A workaround for single-server or test instances is the following:

--bind-addr=127.0.0.1:8946

This works because every container has at least the 127.0.0.1 address.

In production environments, the bind-addr should probably be configured anyways (using one of the host's addresses, binding dkron's port to it) so this is not a critical bug. But it can be confusing when trying out the Docker deployment of dkron for the first time.

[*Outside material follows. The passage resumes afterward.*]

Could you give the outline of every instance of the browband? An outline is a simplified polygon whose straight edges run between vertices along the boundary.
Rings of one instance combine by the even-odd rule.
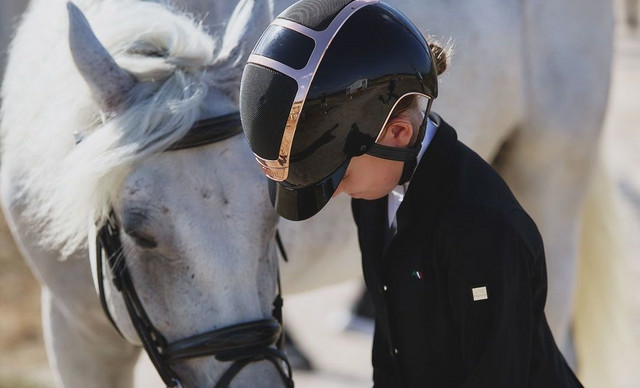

By the way, I checked the network configuration and it is the same. This is what the container sees without an /etc/docker/daemon.json file:

$ docker run --rm alpine ip addr
1: lo: <LOOPBACK,UP,LOWER_UP> mtu 65536 qdisc noqueue state UNKNOWN qlen 1000
    link/loopback 00:00:00:00:00:00 brd 00:00:00:00:00:00
    inet 127.0.0.1/8 scope host lo
       valid_lft forever preferred_lft forever
357: eth0@if358: <BROADCAST,MULTICAST,UP,LOWER_UP,M-DOWN> mtu 1500 qdisc noqueue state UP 
    link/ether 02:42:ac:50:00:02 brd ff:ff:ff:ff:ff:ff
    inet 172.80.0.2/24 brd 172.80.0.255 scope global eth0
       valid_lft forever preferred_lft forever

And this is what it sees after creating a /etc/docker/daemon.json as per the post above:

$ docker run --rm alpine ip addr
1: lo: <LOOPBACK,UP,LOWER_UP> mtu 65536 qdisc noqueue state UNKNOWN qlen 1000
    link/loopback 00:00:00:00:00:00 brd 00:00:00:00:00:00
    inet 127.0.0.1/8 scope host lo
       valid_lft forever preferred_lft forever
360: eth0@if361: <BROADCAST,MULTICAST,UP,LOWER_UP,M-DOWN> mtu 1500 qdisc noqueue state UP 
    link/ether 02:42:ac:50:00:02 brd ff:ff:ff:ff:ff:ff
    inet 172.80.0.2/24 brd 172.80.0.255 scope global eth0
       valid_lft forever preferred_lft forever

As you can see, they are identical. The only difference is the @if358 / @if361 interface ID.

Same goes for routing, in both cases you get the following:

$ docker run --rm alpine ip route
default via 172.80.0.1 dev eth0 
172.80.0.0/24 dev eth0 scope link  src 172.80.0.2 

What is dkron seeing in one case and not in the other?